A lot of people ask us why last-mile has suddenly become a buzzword, a topic discussed well outside the usual circles made of inside-men and operators.
So … imagine this: you’re relaxing on the couch, navigating the web on your tablet. You read in the news that Bruce Springsteen’s new album is out. And it’s awesome. You open Amazon and buy it. Because you really want to listen to it (and you’re not into Spotify) you choose PrimeNow. Somewhere, someone puts your cd inside a truck and the truck leaves the warehouse. Amazon is smart and offers you a selection of new books from your favourite authors (he knows them because you have already bought books there). You find two. Damn it! You buy them. You’re not in a rush, so you choose the best prices in two different shops (you’re not into Kindle). Somewhere, someone puts two books into two different trucks. That’s three trucks on the road. Multiply by millions of online orders made every day and you get a fair idea of the impact that logistics have in our daily lives. And we’re just talking about last-mile.
Everybody’s very excited by logistics because, if we don’t find some very smart and “disruptive” solution soon, the entire system could collapse under the weight of a sector that’s growing yearly by double digits, all over the world. Online shops, here in Italy, have grown by 165% in five years. It’s a €7 bn business, in a country that only has a 3.1% share of the European eCommerce market.

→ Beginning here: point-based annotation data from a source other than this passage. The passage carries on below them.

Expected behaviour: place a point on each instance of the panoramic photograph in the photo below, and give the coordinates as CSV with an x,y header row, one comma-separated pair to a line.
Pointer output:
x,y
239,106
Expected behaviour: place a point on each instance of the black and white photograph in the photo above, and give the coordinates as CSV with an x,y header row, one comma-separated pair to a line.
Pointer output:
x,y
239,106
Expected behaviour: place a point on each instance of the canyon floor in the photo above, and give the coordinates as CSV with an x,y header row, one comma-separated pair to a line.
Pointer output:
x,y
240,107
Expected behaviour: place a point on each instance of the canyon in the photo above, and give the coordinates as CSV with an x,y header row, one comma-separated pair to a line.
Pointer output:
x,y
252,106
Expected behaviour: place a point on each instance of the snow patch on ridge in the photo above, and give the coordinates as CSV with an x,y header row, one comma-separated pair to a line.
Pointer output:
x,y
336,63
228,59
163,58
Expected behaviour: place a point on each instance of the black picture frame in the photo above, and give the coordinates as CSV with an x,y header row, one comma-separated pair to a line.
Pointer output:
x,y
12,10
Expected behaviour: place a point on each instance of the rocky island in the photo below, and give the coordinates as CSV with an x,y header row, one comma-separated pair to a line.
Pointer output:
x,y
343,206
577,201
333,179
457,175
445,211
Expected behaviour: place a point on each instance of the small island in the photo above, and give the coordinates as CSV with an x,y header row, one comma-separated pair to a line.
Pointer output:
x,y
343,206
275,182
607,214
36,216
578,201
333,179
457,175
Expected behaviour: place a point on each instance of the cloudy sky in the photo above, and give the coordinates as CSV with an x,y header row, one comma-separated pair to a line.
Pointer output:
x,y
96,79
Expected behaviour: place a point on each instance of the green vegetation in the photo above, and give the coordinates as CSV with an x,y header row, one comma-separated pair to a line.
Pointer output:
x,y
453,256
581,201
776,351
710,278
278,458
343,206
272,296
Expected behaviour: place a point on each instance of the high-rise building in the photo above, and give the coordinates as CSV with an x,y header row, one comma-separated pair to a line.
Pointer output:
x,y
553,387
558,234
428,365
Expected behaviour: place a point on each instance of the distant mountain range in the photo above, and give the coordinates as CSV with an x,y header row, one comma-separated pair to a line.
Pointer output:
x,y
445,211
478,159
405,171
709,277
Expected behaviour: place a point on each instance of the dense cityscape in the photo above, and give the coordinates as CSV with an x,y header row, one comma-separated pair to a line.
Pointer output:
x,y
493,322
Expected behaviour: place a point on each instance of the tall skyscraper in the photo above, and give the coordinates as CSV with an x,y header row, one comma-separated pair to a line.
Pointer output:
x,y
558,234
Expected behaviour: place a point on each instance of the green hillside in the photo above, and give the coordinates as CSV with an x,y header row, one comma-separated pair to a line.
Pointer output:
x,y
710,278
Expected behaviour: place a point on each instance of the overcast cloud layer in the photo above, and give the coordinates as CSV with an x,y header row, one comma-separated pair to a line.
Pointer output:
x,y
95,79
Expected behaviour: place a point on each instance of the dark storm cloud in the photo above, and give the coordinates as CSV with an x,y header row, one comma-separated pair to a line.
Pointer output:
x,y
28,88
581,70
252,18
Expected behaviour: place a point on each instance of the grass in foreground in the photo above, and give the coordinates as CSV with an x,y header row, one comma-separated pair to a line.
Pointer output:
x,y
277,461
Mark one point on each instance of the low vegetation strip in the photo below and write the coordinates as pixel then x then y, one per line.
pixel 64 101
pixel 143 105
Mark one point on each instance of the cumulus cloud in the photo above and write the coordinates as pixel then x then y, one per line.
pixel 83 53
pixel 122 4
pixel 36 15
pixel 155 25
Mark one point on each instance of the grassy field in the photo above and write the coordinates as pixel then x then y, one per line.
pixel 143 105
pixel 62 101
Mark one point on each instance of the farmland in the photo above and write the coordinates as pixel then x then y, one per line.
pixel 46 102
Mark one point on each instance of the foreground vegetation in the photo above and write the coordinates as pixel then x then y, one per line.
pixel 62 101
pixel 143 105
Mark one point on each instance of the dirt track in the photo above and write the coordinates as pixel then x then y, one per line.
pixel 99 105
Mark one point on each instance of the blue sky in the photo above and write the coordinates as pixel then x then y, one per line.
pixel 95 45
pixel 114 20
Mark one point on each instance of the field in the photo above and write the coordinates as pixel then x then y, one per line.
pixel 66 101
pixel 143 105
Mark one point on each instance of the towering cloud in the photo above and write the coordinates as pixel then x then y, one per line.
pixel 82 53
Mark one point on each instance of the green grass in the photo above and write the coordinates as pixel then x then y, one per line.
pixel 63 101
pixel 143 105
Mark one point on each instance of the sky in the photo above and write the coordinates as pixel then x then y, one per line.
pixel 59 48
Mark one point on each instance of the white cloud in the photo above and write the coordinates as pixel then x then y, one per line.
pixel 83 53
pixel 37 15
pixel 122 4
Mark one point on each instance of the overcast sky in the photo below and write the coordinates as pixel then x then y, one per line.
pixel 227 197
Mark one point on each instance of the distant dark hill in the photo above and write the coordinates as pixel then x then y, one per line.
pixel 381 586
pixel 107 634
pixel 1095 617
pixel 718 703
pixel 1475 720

It’s not just objects. It’s food too: in 2015, 12 food delivery startups (not grocery) have raised in the USA a total of 477 million in funding, excluding Uber, which raised a billion. Every order is a car or a bike more on the street.
It’s pretty clear that environmental issues represent a headache even bigger than logistic feasibility.
Basically: you have to get there and you should get there clean and fast (the latter because Amazon, who doesn’t mind losing millions by the handful, has convinced shoppers that they need things ultra-fast).
Delivery startups can be roughly divided into four major categories:
- those operating with their own fleet
- those using sharing economy to move parcels on common citizens’ cars or bicycles, paid by the trip
- those who broker between clients and established fleets in need to solve the “half-empty truck” syndrome
- those who provide software for the optimization of routes and/or warehousing and customer interaction
Among the possible explored solutions:
- Drones (green, apart from sound pollution, but right now struggling to cope with technical difficulties and a myriad of laws about air circulation and privacy). Amazon, Google, Wal-Mart and JD.com lead the research into their possible commercial uses.
- Alternative fleets, such as bikes, electric vehicles, feet, etc.
- Pick-Up Points. As PUDO (Canada) or Doodle (UK).
- Parcel Lockers. Branded by many different players, from UPS to Amazon and InPost.
- Platforms that help to improve residual cargo capacity. Like Cargomatic or Shipster.
- Crowdsourcing for the movement of small or big stuff (here too the solution of legal issues regarding work contracts is becoming a priority). Like UberRush or Convoy.
Every effort to find an economically and ecologically sustainable solution has to be supported. Timing, though, is of the essence: eCommerce has still a long way to go before reaching plateau-level, and the machine, both human and infrastructural, is starting to creak. Pumping millions to upscale traditional fleets and warehouses is a short term solution. The sharing economy might soon collapse under the undisputable claims of soon-to-be unionized drivers. Laws struggle to keep up the pace with technology.
In the meantime, the Planet suffers, while we enjoy today’s shopping, brought to our door fast enough for us to want more, in a frenzied rush of excess.